Acordas e são oito horas da manhã, lavas a cara, fazes a cama, cuidas dos teus gatos, vais tomar o pequeno almoço, chegas a casa e preparas o teu café, colocas na chávena habitual e rumas em direcção ao escritório. Vais buscar os teus cadernos de anotações dos últimos meses inclusive o que trouxeste da tua viagem e fitas todas aquelas palavras, frases que surgem à superfície das folhas. Finalmente tens a capacidade de olhar para toda aquela amálgama de material em bruto e tentas construir algo com esse mesmo material. Pensas que por mais profundo que seja o mergulho à superfície só vem aparentemente o superficial, o emocional é, deveras, difícil (de)screver, contudo tentas.
Ligas o teu computador e escolhes a pasta de ficheiros. Como banda sonora para melhor concentração uma música suave, para te acalmar de todo o mar de agitações que tiveste nos últimos dias, uma música de chillout parece-te bem apropriada.

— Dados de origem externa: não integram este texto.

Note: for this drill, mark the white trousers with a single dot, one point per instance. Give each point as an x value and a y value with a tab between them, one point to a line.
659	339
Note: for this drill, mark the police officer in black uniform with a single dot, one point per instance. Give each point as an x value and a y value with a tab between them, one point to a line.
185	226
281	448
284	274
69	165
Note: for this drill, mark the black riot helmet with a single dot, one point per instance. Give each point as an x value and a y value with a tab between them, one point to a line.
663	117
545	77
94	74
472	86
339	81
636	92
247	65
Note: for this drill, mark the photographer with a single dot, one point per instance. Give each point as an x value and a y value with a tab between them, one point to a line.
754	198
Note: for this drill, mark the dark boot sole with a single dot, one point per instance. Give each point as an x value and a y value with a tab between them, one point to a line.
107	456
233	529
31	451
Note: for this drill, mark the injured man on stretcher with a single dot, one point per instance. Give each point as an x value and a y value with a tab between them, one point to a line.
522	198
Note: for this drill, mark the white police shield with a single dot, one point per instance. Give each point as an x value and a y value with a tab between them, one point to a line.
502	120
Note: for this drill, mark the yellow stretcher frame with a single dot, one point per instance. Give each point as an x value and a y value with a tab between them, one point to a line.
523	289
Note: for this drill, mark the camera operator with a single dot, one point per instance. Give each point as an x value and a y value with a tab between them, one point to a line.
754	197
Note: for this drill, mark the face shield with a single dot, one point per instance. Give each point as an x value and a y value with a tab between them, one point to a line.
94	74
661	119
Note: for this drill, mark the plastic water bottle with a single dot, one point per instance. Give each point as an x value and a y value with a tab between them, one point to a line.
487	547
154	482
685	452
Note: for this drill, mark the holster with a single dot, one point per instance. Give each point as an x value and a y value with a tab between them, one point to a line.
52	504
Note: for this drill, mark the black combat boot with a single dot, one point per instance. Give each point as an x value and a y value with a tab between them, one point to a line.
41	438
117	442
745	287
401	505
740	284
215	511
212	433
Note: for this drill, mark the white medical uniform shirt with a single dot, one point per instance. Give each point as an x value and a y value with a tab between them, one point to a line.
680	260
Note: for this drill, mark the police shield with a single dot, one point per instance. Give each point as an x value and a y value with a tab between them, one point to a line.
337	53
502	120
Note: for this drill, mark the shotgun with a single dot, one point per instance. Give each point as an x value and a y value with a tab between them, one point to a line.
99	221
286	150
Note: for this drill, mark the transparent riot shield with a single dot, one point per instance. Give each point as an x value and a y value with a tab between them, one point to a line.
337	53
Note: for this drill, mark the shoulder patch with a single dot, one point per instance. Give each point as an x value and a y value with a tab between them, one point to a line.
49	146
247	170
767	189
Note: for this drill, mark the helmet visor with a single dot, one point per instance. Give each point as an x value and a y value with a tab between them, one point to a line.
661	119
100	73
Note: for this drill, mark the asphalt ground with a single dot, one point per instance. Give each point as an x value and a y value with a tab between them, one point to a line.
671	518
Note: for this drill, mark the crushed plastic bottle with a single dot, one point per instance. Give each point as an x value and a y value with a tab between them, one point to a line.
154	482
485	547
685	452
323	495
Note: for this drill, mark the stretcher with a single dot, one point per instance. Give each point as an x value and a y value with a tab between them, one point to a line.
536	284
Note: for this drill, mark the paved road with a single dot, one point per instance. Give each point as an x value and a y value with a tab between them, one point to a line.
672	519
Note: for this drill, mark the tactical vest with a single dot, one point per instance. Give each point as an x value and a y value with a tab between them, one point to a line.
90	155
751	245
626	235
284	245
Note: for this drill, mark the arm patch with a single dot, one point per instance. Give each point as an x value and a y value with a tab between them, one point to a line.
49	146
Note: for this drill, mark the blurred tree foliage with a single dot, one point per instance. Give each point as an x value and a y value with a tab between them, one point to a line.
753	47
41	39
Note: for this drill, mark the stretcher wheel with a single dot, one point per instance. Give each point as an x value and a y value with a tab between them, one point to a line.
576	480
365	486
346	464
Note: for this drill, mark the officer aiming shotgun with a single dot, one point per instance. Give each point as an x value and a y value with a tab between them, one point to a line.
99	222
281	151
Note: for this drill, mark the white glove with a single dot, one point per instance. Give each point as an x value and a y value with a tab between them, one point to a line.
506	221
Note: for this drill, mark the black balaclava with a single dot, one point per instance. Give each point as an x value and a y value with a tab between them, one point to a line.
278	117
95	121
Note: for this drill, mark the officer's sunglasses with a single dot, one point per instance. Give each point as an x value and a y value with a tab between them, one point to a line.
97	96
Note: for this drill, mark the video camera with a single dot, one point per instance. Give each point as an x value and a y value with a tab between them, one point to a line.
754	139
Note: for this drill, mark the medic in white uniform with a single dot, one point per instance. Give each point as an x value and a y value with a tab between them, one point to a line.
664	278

Então, começas a escrever - primeiro timidamente - porque andaste a procastinar tanto tempo que até parece que não sabes nada da arte. Colocas em dúvida se o deves continuar mas algo interno te diz que sim que sempre foi assim desabafaste, confessaste, contaste, narraste, fantasiaste, lembraste, imaginaste, viveste e sobreviveste. E que no dia em que abafaste esta tua componente algo em ti mudou. Sentes saudades de escrever naquele teu cantinho longe da multidão onde não se passa nada, sabes que não és observada.
Aos poucos precorres o abecedário e o dicionário e formas frases incompletas - há sempre algo a acrescentar - durante o tempo que te afastaste houve uma contenção de acontecimentos que agora querem explodir nas tuas páginas. Nós paramos mas o mundo não sente a nossa falta, ele continua a girar. Pões de lado a tua comunicação inquietante - mas sempre com ela ao teu lado - e dedicas-te aos quotidianos. Sabes que precisas de escrever é como respirar - contar e retratar aquilo que não falas: emoções, traumas, viagens, dia a a dia, construções artísticas, o registo tem que continuar... A folha guarda os teus segredos.